Where the rubber hits the road

The rubber tree comes from Brazil, but natural rubber itself mostly comes from SE Asia plantations these days. One of reasons is the leaf blight fungus, but now comes news of resistant varieties. This may herald a resurgence in climate-friendly natural rubber at the expense of the synthetic kind, which is made from oil. But will that positive effect be negated by increased cutting down of the rainforest to establish new plantations in Brazil?

Drought resistance

A couple of very different stories about drought resistance in the media today. The first one describes – albeit very briefly – how Italian breeders have come up with a new tomato variety that needs about a quarter of the water of thirstier types. It’s not clear from the article, but I got the impression genetic modification was involved, which would be odd as some wild tomato species are found in deserts! So I did a bit of snooping on the website of ENEA, the institute where the research was done, and I found a press release from a few days back which suggests (in Italian) that perhaps it was not genetic transformation but rather functional genomics that was involved.
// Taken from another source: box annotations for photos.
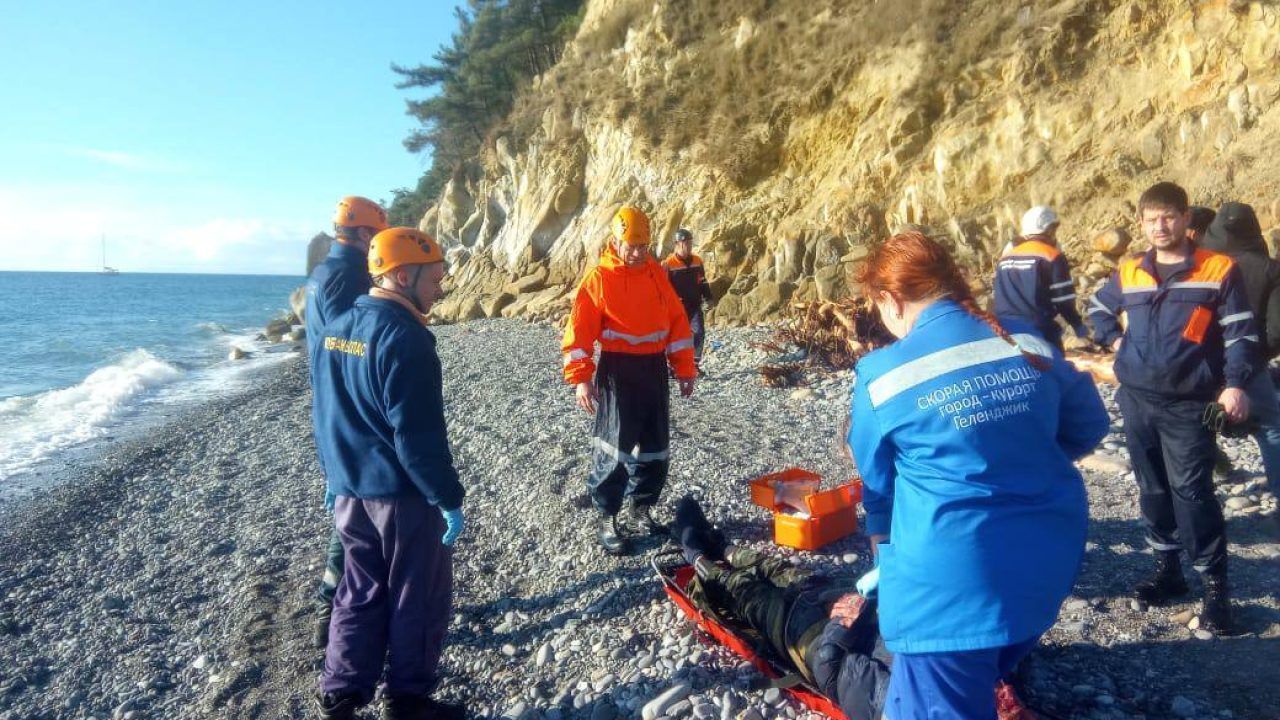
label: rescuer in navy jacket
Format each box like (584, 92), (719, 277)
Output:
(1089, 182), (1261, 633)
(314, 228), (465, 719)
(303, 196), (387, 647)
(993, 205), (1089, 348)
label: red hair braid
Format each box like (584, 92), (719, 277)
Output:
(855, 231), (1050, 372)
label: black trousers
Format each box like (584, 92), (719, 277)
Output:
(316, 527), (343, 605)
(699, 551), (890, 720)
(586, 352), (671, 515)
(685, 304), (707, 363)
(1116, 386), (1226, 573)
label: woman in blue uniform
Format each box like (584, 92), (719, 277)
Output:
(849, 233), (1110, 720)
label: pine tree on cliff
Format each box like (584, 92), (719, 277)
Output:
(389, 0), (584, 225)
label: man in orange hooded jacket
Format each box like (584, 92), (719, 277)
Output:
(562, 205), (698, 555)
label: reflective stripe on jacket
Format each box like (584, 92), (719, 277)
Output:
(993, 240), (1085, 338)
(1088, 243), (1258, 400)
(561, 245), (698, 384)
(311, 295), (465, 510)
(849, 300), (1110, 652)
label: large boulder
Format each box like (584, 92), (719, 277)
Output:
(300, 233), (333, 274)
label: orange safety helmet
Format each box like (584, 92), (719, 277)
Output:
(333, 195), (387, 231)
(369, 228), (444, 278)
(613, 205), (652, 245)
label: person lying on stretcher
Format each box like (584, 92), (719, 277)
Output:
(671, 496), (1036, 720)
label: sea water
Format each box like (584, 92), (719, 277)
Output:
(0, 272), (303, 486)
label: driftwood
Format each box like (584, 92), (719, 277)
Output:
(755, 299), (891, 387)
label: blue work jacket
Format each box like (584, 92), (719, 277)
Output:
(1089, 249), (1262, 392)
(992, 240), (1089, 346)
(849, 300), (1110, 653)
(312, 295), (465, 510)
(305, 240), (372, 363)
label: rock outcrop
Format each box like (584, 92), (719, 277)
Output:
(298, 233), (333, 275)
(421, 0), (1280, 323)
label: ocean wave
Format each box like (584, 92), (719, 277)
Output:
(196, 322), (230, 336)
(0, 348), (183, 479)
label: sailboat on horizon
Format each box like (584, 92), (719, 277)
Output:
(100, 233), (120, 275)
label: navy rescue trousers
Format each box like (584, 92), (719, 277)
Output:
(320, 491), (453, 702)
(586, 352), (671, 515)
(1116, 386), (1226, 574)
(685, 305), (707, 365)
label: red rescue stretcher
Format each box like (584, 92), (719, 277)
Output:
(649, 551), (1062, 720)
(649, 552), (867, 720)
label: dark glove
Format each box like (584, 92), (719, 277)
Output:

The second piece tells us how a combination of experimental and observational work by Smithsonian Tropical Research Institute scientists in Panama is suggesting that even in the humid tropics it is drought which is limiting the distribution of many species. As climate change is expected to manifest itself primarily though shifts in rainfall patterns in the tropics, this means that dramatic changes are likely in the composition of plant communities in Central America.